On January 12, 2005, after the defendant filed his Section 2255 motion, the Court in United States v. Booker, concluded that the holding in Blakely applies to the Federal Sentencing Guidelines. 125 S. Ct. 738, 755 (2005). In an opinion authored by Justice Stevens, the Court held that the Guidelines were unconstitutional because they allowed judges to find facts that lead to a greater sentence than that authorized by the facts established by a plea of guilt or a jury verdict. Id. at 746-56. In a second opinion, authored by Justice Breyer, the Court held that henceforth the Guidelines would be advisory, not mandatory.
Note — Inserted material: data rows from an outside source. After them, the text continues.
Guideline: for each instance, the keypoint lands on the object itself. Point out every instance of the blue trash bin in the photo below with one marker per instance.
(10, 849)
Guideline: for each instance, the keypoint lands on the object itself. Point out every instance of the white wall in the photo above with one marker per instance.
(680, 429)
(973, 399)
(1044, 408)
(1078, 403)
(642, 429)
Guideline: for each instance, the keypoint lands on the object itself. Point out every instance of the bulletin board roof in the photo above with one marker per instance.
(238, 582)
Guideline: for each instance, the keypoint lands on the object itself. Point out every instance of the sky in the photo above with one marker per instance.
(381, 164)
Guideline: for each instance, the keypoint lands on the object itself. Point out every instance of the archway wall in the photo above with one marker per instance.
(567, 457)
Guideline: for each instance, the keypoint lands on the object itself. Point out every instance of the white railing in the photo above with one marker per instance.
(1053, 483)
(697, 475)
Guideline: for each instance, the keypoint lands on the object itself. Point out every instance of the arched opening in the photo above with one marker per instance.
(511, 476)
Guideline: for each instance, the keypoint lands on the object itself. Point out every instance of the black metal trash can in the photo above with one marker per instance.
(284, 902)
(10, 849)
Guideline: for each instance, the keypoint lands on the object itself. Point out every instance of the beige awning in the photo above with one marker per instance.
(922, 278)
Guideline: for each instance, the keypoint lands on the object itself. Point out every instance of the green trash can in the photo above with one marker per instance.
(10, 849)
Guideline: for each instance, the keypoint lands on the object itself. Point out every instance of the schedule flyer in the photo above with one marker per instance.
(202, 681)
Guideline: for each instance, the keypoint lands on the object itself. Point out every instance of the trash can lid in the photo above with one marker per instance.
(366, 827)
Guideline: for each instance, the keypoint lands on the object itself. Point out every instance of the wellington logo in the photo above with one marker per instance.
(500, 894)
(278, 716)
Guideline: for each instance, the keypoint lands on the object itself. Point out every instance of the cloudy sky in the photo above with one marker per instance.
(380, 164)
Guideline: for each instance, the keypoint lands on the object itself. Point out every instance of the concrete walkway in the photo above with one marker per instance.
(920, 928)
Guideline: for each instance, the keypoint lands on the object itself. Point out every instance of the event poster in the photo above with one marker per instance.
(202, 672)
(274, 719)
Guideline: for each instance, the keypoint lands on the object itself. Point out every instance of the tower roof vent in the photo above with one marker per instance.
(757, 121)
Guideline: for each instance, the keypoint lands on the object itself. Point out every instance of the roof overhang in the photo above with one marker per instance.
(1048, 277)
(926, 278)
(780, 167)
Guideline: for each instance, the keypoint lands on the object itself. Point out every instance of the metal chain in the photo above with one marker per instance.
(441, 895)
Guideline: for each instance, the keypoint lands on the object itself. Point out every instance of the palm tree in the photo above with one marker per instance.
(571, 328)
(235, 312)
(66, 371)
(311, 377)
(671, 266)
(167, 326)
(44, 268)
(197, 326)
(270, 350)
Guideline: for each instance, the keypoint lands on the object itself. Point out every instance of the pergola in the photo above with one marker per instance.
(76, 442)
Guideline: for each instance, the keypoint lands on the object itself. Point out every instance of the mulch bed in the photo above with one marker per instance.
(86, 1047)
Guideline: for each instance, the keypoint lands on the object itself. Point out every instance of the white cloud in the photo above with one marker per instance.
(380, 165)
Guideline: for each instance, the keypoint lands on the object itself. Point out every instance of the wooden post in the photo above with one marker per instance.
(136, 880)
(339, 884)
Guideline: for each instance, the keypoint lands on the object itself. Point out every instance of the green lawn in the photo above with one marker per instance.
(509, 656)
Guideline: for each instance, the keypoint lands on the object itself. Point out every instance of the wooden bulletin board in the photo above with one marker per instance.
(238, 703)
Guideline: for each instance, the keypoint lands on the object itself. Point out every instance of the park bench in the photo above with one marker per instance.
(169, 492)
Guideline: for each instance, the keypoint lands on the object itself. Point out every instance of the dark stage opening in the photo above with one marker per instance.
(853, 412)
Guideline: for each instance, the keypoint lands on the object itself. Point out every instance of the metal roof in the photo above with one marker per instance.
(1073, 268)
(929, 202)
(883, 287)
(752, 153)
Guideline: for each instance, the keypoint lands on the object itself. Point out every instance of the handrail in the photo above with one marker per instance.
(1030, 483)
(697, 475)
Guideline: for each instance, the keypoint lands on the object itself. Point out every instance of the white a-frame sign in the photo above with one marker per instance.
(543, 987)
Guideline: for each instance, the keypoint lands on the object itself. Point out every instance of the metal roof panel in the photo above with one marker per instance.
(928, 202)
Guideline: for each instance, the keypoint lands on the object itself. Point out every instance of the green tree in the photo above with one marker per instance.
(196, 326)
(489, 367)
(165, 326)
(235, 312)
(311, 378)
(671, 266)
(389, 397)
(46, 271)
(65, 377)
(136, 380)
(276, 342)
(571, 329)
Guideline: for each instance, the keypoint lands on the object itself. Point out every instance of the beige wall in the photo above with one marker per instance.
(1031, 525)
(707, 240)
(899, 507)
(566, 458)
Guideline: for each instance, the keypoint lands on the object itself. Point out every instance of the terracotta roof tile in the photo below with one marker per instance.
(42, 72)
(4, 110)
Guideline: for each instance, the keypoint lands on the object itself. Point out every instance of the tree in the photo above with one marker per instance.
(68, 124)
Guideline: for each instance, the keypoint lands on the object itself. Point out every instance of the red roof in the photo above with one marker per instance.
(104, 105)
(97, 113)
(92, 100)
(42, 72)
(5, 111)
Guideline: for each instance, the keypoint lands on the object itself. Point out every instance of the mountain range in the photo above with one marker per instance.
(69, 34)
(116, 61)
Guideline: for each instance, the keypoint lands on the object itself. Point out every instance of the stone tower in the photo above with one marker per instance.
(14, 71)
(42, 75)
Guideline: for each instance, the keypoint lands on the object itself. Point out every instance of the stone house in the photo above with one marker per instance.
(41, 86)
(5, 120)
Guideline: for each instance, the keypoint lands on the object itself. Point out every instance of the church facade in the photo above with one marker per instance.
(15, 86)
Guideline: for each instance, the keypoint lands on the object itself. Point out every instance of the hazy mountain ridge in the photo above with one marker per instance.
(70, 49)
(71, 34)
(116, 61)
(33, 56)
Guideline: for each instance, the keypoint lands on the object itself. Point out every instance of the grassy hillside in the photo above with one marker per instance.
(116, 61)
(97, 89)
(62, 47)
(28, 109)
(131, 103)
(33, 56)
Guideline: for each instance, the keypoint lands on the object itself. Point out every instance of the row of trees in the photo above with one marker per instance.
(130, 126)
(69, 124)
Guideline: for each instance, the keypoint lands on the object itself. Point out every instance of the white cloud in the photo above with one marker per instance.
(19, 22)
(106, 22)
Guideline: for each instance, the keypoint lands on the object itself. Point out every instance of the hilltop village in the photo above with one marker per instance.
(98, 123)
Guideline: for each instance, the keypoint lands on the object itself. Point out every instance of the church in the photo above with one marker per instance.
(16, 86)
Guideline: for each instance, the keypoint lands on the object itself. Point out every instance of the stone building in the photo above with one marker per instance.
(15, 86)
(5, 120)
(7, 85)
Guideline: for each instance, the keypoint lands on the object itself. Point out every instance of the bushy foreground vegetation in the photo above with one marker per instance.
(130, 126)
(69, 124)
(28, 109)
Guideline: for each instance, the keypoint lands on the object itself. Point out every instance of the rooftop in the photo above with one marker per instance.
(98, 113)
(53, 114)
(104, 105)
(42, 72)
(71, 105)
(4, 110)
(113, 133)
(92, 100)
Id. at 756-69.
Defendant's claim for relief should be interpreted as being based solely on Booker since Blakely did not invalidate the Federal Guideline System and Booker established a new rule for the federal system. However, defendant's claim based onBooker must be denied because that decision was issued after defendant's conviction became final and Booker does not apply retroactively to cases on collateral review. Defendant's conviction became final on February 20, 2004, ninety days after the Court of Appeals affirmed his conviction. See Kapral v. United States, 166 F.3d 565, 572 (3d Cir. 1999) (explaining that when a defendant does not seek a writ of certiorari, the judgment of conviction becomes final upon the expiration of the time allowed for certiorari review). This date is eleven months prior to the issue in Booker. In Lloyd v. United States, our Court of Appeals held that the Supreme Court's decision in Booker did not apply retroactively to cases on collateral review. 407 F.3d 608, 614 (3d Cir. 2005). Accordingly, the defendant's motion must be denied.
As noted by our Court of Appeals, Booker governs federal sentencing claims based on Blakely since Blakely "reserved decision about the status of the Federal Sentencing Guidelines, and Booker established a new rule for the federal system."Lloyd, 407 F.3d at 611 n. 1.
The court makes the following:
The COA should be denied because petitioner has not shown that reasonable jurists could debate whether his petition should be resolved in a different manner or that the issues presented are adequate to deserve encouragement to proceed further. See Miller-El v. Cockrell, 537 U.S. 322, 336 (2003).